WTF?!?!? Christopher Hayes, whoever the hell you are, you are a fucking coward! I feel bad for the people these motherfuckers are throwing out of their homes. Get a fucking spine, you witless twit!
When corporatists and pol's cross the line by destroying lives we are required by conscience and decency to intervene. This is just the kind of preliminary action that is needed. Top criminals in business and government must feel the presence of the people in their immediate lives and understand that they do not exist apart from the people they are destroying. By continuing their criminal behaviors do they place their lives at risk? That is the exact question they must ask themselves.
Thank you, Stone. I can't wait to see top CEOs in their orange jump suits marched off to court. Meanwhile, they are people too. We all are. They do need to be held accountable for their actions and we can heal them by doing just that (and they do need healed big time).

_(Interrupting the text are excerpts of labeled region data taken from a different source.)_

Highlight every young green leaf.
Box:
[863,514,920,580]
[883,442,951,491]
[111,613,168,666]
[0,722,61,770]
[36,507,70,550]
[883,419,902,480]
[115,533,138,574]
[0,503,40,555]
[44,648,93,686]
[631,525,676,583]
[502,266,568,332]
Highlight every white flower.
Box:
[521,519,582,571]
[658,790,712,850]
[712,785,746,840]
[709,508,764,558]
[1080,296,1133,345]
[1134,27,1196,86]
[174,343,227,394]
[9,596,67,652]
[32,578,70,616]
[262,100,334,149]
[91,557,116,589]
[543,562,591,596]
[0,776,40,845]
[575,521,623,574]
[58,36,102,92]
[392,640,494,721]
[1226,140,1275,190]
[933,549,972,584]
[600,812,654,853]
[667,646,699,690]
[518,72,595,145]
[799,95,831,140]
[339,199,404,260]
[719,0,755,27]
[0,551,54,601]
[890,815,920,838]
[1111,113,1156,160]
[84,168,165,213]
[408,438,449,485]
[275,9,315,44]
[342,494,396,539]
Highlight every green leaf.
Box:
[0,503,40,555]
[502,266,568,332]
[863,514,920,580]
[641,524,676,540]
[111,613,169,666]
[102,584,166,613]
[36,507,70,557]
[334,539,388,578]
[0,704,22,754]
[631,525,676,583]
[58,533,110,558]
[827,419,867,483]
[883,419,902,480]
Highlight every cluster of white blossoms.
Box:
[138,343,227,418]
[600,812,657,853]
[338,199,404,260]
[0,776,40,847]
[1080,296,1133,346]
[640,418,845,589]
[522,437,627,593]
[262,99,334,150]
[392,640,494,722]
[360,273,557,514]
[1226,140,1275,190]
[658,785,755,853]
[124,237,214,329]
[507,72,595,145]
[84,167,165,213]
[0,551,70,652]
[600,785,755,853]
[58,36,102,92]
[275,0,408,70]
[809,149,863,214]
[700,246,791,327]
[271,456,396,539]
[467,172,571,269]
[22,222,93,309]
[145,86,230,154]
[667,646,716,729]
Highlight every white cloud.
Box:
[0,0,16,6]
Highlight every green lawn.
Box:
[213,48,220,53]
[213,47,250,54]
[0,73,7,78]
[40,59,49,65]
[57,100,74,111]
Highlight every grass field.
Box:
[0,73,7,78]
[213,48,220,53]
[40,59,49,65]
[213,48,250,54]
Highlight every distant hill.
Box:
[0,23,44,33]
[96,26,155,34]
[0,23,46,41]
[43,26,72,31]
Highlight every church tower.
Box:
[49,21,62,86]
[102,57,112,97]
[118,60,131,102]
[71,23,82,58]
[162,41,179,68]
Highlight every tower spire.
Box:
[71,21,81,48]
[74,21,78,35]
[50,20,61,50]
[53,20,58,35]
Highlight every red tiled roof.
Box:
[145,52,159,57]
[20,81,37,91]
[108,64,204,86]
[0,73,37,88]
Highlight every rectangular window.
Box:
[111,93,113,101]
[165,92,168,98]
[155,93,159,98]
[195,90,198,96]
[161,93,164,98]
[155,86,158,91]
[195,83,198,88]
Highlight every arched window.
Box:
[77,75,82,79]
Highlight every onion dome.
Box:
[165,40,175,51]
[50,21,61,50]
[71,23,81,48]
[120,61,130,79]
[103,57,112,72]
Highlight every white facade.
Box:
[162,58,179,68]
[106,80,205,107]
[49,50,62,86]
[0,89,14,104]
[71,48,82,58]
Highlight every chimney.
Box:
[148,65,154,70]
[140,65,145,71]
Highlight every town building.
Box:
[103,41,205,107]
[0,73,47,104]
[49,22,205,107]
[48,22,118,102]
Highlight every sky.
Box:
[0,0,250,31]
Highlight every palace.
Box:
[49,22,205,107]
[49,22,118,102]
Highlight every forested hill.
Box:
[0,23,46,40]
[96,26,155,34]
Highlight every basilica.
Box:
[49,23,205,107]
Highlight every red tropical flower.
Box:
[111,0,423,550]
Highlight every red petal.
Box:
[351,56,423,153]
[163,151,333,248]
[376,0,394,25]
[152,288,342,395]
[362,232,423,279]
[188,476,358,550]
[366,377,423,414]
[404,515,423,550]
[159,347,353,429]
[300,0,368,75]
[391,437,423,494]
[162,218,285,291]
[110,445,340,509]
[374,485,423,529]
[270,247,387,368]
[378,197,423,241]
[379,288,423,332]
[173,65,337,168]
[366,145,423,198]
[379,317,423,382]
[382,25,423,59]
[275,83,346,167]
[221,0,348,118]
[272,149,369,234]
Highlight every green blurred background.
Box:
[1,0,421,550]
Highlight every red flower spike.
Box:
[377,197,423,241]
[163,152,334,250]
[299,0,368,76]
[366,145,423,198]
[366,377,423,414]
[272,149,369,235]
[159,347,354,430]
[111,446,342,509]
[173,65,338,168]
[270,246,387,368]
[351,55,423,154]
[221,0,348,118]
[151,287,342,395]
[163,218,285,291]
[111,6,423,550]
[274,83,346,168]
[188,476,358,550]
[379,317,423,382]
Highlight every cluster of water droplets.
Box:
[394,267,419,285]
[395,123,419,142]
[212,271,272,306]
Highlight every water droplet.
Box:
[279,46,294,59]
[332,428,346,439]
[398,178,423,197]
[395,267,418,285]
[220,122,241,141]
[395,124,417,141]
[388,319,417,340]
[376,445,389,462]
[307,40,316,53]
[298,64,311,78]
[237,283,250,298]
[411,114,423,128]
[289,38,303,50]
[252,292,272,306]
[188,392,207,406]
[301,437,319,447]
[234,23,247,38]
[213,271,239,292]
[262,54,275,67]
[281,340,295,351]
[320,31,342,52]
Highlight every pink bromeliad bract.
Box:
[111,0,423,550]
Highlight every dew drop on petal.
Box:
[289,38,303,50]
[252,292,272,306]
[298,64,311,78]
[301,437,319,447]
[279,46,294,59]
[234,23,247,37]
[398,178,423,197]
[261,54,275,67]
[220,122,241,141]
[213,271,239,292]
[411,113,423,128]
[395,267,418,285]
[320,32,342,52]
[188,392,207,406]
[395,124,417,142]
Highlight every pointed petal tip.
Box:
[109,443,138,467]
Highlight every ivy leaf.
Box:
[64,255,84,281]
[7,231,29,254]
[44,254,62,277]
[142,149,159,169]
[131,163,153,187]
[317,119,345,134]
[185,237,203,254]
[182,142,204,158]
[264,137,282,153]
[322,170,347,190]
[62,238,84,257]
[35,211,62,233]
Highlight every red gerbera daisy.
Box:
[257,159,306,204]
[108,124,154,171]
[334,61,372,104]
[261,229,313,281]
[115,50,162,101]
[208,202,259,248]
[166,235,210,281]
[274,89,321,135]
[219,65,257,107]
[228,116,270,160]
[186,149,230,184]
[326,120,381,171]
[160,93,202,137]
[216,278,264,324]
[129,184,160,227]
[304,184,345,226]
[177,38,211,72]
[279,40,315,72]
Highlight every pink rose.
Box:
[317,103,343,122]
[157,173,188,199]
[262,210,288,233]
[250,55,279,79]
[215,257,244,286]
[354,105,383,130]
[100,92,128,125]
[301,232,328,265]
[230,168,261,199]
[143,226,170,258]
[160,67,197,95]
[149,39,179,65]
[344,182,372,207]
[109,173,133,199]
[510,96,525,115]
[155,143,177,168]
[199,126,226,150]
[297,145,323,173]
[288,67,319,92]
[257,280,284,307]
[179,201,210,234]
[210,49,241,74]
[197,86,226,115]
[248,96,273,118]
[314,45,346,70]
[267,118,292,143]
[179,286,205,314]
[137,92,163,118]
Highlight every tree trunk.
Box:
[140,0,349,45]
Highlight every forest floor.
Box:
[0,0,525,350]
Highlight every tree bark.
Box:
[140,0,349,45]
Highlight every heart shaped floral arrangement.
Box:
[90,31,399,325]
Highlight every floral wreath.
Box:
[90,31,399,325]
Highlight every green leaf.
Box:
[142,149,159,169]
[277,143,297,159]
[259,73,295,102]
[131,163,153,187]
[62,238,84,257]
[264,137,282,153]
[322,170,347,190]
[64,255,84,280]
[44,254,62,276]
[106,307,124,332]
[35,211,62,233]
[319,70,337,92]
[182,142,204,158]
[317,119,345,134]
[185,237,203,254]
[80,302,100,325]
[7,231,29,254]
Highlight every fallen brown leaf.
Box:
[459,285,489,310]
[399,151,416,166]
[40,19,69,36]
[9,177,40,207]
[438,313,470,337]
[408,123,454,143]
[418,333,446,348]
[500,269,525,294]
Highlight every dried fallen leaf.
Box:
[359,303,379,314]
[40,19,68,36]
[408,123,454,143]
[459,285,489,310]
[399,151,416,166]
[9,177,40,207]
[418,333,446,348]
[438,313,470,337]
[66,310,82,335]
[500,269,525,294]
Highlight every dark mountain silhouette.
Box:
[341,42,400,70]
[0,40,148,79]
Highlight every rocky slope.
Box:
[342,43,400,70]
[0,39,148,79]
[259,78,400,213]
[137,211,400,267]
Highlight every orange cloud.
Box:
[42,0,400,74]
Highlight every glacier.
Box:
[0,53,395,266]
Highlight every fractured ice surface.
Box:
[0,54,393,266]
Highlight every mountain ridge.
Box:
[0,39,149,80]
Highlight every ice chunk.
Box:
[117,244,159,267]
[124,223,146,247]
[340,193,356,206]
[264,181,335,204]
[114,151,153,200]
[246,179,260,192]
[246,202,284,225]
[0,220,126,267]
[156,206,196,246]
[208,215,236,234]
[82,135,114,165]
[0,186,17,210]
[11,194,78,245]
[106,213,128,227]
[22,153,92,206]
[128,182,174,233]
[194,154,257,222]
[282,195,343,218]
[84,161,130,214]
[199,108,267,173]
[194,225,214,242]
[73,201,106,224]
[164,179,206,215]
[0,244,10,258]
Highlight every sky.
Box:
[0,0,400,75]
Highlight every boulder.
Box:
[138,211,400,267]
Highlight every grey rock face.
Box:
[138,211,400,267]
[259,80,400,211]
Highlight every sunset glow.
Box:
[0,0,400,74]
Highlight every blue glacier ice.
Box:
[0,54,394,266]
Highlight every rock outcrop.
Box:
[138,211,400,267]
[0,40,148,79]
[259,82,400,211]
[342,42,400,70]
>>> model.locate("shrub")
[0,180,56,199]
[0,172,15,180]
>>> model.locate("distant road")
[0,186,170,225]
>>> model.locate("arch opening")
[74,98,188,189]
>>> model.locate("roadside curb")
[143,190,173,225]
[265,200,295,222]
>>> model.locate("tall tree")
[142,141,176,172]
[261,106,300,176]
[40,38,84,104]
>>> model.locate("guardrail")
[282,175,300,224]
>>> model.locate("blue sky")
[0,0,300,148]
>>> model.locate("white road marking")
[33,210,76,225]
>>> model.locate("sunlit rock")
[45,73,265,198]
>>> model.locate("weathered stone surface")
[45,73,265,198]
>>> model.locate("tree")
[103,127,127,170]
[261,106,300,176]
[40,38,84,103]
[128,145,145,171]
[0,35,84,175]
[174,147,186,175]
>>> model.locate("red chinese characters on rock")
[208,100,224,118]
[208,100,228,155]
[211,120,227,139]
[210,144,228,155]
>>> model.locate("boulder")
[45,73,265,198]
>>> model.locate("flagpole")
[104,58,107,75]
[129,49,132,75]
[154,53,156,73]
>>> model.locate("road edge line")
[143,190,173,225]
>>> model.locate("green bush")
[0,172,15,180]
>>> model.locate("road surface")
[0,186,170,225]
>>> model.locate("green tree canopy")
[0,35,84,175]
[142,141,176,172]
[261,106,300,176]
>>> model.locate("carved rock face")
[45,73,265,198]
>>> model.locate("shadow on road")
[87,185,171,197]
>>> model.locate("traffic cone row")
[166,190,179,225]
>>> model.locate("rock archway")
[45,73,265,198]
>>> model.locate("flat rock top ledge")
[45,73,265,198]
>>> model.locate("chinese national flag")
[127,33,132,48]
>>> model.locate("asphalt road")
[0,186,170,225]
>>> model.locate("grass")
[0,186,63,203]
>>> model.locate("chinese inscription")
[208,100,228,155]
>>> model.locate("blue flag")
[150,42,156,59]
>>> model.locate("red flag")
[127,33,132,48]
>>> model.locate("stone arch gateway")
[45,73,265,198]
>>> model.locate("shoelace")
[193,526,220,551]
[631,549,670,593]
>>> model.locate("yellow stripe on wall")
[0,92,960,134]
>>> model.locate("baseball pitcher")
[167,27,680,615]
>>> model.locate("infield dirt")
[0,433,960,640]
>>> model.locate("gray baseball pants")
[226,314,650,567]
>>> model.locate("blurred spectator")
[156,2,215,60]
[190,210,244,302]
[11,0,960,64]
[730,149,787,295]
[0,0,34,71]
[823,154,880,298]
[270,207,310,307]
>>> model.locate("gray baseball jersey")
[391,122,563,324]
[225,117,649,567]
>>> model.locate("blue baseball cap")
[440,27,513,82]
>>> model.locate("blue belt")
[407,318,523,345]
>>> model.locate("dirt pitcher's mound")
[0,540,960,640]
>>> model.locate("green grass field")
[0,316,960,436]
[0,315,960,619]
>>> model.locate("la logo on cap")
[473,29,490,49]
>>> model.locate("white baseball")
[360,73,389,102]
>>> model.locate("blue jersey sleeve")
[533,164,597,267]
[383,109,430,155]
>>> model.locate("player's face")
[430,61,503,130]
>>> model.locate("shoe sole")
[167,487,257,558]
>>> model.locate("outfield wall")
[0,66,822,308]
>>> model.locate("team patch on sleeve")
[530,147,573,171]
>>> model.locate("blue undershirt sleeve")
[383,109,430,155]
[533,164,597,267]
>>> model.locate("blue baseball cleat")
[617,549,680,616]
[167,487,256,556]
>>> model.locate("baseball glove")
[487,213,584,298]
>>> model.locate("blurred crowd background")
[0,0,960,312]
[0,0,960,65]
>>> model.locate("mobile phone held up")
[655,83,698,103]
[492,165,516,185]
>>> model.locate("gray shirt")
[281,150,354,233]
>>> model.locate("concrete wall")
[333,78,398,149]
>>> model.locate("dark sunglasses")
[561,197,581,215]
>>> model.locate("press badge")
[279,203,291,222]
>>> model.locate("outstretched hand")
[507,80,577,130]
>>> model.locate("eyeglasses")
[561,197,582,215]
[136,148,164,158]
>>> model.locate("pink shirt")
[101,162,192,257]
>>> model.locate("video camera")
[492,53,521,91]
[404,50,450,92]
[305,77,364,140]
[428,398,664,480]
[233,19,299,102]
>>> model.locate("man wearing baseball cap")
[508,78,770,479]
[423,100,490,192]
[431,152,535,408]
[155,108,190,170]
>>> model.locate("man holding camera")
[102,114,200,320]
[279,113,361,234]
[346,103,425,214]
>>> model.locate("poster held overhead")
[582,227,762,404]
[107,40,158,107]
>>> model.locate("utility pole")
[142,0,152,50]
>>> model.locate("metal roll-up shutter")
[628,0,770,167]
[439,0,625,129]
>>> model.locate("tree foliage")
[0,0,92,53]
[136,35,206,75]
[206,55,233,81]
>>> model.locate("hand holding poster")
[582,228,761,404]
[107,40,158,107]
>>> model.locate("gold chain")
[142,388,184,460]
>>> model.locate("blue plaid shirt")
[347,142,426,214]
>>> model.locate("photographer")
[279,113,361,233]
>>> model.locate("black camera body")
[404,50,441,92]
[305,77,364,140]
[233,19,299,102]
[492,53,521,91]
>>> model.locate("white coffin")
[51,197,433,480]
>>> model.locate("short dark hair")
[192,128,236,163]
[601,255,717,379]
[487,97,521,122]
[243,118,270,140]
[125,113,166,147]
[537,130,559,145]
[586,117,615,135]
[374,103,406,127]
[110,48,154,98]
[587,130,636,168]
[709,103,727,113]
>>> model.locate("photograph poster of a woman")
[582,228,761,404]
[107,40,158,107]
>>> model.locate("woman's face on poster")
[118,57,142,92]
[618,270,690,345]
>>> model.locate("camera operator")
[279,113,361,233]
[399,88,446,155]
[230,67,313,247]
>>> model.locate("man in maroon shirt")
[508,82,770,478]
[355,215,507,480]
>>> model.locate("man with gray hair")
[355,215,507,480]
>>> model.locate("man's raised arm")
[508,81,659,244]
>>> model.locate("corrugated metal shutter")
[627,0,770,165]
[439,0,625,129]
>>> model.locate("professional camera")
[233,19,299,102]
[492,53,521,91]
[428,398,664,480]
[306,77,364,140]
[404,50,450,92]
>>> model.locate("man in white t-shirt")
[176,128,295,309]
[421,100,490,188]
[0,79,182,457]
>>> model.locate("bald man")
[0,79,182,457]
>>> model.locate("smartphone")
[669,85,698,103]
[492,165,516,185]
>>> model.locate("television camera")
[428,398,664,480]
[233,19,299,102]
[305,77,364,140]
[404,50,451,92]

I am reminded about the transformation of Tyco CEO, Dennis Koslowski, who was transformed by his incarceration into a genuine human being. We need that.
These people are real people too, just like us. They need healing even more than we do. They need to own up to what they have done, just like us (even if at a much smaller level). We need to stop blaming, blaming blaming.... We need to unite as humans in a tough place.
So many of these CD entries of late have become, blame, blame blame. So many blame Obama for what has not been his fault. He is not in charge; the corporations are. He has no say - we can hope his "better angels" speek though him, but ...do they speak through us?
Doll
Whether the media covers these in-your-face protests against the enemies of the people-which we all know they won't-is not as important as whether those scum feel any real fear that they might be physically harmed, go to jail, or at least be publicly harassed and disgraced in front of their community, which is what the article's author and Stone, are getting at.
By the same token, the reaction to more of these protest/confrontations against corporate scum and the pols they own will more likely be, as Michael Moore found out over time, the villains simply retreating behind gated communities and private security to prevent these protests from even happening in the future.
YES.
It is SO gratifying to hear the clarion call for direct action.
What I HATE the most about the left is the passivity and armchair whining.
FINALLY.
I can't help but wonder how many of the people who were protesting had voted for the Republican and democratic conservative politicians who support the right of the corporate crooks to lie , cheat, and gamble all the protesters money and living wage jobs away? And how many of the demonstrators support the immoral, illegal wars that kill innocent people and drain our economy?
We should begin circling the White House by the thousands, 24-7, carrying signs that read ARBEITEN MACHT FREI. But the asshole Harvard Law graduate inside would need to ask some aide what those signs mean.
Act soon. What's left of the frightened middle class will quickly accept status as turnkeys while the neighboring poor they are ashamed to look in the face will be herded into railroad cars. I can already hear the steam whistle on the locomotives as HUD is placed on the auction block and knives are sharpening to geld Social Security.
Heads up, Congress.
Jesse Ventura, what do you have to say about these last new revelations?
YES! I like this. One corporate household at a time. Yes, it would be terrorizing to see a mob of angry people outside of one's home, but guess what? These people were organized and controlled and they had personal stories to tell.
That is what will stay in this B of A guy's head, and what needs to be in his head. You CEOs made a lot of money out of the populace. What part of "we are a nation, and what happens to the least of us will eventuallly happen to the most?".....do you not understand?
No homes, no tax base, = no public services. CEOs, I hope you never need an ambulance, or have a fire, or diss public schools because your kids are going to private ones. Without the "people' there is no tax base, no bank accounts. NO CUSTOMERS. One can't exist wiothout the other.
Corporations, your Golden Goose, it seems, has been warming an empty shell.